After uncounted minutes, mains arrived - lunch specials (poppadums inclusive), vegetarian banquet, masala banquet, peshwari naan.

The more pricey peshwari naan was quite burnt on the base. Staying with my precept of not eating burned food, I removed the badly burnt areas. Person One and Four were also doing the same. We ended up with a good collection in one of the naan baskets. Another side result was that the peshwari stuffing scattered everywhere. Ah well - the peshwari naan was religious anyway. As in, the stuffing fell out of the burned holes. The bits I ate of the naan was nothing to rave about. Such a disappointment to my palate which had been educated by pashwari naan from Oh Calcutta.

I tasted the curries. Uhm. Given that the curries overlapped on the seasoning (variously: korma, paneer, butter, etc) it doesn't disguise the fact the lumps of mains (variously: vegetable, cottage cheese, prawn, chicken, beef) had not absorbed the flavours of their respective curries.

I ate seconds anyway because I was very hungry. I confirmed my first impression. I didn't have thirds.

The plain standard naan bread was very nice. Burned flakes on the base, but at least I didn't need to deal with scattering dessicated coconut, and random red and green preserved fruit.

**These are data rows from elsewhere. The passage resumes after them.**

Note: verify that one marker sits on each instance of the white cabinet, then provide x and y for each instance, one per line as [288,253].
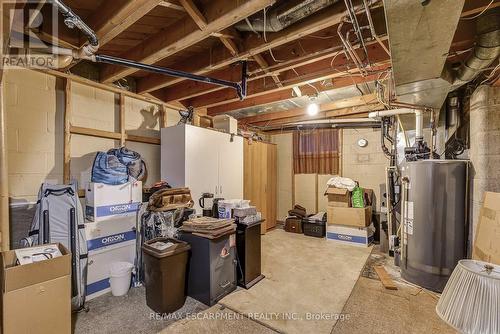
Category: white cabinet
[203,160]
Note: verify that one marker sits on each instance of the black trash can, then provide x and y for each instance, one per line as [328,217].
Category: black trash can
[165,274]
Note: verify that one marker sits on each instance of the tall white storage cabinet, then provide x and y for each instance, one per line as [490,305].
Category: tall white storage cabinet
[203,160]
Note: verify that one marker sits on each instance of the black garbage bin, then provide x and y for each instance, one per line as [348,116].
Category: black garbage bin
[165,273]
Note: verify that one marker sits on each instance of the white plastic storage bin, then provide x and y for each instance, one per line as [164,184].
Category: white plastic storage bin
[99,266]
[350,235]
[108,241]
[226,123]
[103,201]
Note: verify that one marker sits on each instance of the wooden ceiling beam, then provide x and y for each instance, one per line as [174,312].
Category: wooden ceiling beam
[189,89]
[220,15]
[473,7]
[113,17]
[264,65]
[251,46]
[314,72]
[168,4]
[202,23]
[281,95]
[323,108]
[356,111]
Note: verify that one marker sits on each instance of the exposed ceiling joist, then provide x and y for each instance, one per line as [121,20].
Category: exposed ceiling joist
[171,5]
[202,23]
[264,65]
[315,72]
[252,46]
[194,13]
[323,108]
[220,15]
[114,17]
[190,89]
[356,111]
[280,95]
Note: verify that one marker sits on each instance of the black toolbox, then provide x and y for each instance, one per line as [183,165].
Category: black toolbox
[314,228]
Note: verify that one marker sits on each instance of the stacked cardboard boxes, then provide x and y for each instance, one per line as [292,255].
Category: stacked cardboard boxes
[36,297]
[347,224]
[111,212]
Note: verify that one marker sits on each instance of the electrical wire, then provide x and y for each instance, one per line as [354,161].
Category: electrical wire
[481,13]
[491,75]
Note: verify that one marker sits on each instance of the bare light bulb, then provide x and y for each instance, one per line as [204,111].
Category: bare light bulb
[312,109]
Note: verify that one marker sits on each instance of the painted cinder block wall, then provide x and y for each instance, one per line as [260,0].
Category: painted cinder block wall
[34,104]
[363,164]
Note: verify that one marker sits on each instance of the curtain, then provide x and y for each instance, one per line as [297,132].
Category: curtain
[316,152]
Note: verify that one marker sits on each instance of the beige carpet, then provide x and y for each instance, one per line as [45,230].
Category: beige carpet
[217,319]
[305,277]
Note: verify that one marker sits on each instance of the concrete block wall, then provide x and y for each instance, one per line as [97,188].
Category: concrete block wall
[484,146]
[284,173]
[34,132]
[34,104]
[364,164]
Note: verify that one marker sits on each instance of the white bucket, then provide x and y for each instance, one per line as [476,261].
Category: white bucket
[120,277]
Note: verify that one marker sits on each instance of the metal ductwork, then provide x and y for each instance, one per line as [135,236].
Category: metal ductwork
[283,15]
[487,46]
[420,39]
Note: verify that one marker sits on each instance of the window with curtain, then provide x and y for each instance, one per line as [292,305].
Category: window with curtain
[316,151]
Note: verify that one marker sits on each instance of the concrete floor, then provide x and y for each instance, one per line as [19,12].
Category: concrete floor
[369,309]
[128,314]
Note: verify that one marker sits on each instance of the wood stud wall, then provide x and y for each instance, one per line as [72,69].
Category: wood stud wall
[122,136]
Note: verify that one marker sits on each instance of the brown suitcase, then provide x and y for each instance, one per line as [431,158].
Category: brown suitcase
[293,225]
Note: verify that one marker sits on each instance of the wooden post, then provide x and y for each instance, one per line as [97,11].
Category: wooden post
[4,178]
[122,120]
[67,133]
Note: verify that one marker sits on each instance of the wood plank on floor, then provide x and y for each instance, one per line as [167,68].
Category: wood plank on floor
[386,280]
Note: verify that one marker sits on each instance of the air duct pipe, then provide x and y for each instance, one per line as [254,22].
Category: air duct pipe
[487,47]
[419,118]
[283,15]
[336,121]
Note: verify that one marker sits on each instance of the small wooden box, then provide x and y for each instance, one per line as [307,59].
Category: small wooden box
[293,225]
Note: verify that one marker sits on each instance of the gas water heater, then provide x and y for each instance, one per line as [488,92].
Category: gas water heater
[434,220]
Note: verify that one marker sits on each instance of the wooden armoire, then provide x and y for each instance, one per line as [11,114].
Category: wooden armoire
[260,180]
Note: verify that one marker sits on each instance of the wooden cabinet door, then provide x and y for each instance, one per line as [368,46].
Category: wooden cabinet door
[201,163]
[260,180]
[231,167]
[271,185]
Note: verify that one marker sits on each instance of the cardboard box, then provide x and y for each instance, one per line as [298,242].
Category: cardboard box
[107,242]
[36,297]
[350,235]
[103,201]
[486,246]
[357,217]
[338,197]
[293,225]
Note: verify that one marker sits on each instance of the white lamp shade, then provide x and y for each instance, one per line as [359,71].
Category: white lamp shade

By this time baby had had enough.
Aside: no high chair had been offered to seat baby. (Note: we did bring a capsule. However in other eateries, e.g. Cafe Melba in Ellerslie, we were still offered the option of a high chair.)

I reminded the bill-payers to check we were only charged for two mango lassis. The reminder was opportune as a third had been added to the bill.

The diners went our separate ways.

At this end of day, I realise we hadn't even had the end of the meal: Tea/Coffee.

Neither do I know whether the restaurant offered a discount for the meal as a sop for parts of our unpleasant experience:
* prolonged wait to place an order,
* mango lassi downer,
* need to clean Person Four's clothing,
* prolonged wait for arrival of mains,
* burnt naans that equated to half of what Person One, Two, Four were served. (Persons Five, Six and Seven are less food-anxious.)

Verdict: poppadums delicious. I recommend this restaurant for it's $10 lunch special. Nothing else. I wouldn't choose to dine here again.

Addendum: Reviews for Masala Indian Restaurant

Aside: Sorry Daddy but the experience is too weird to not note it. We'll have a better day next year. Luv, S&P

10 Sep 2011 Update:
1. yes, we were not supposed to share the banquets;
2. after some discussion with the cashier, we received the 3rd mango lassi for free (note: the mango downer happened in full view of the bar/cashier area);
3. no sops were proffered to compensate for the poor service, 1/2 basket of burnt naans.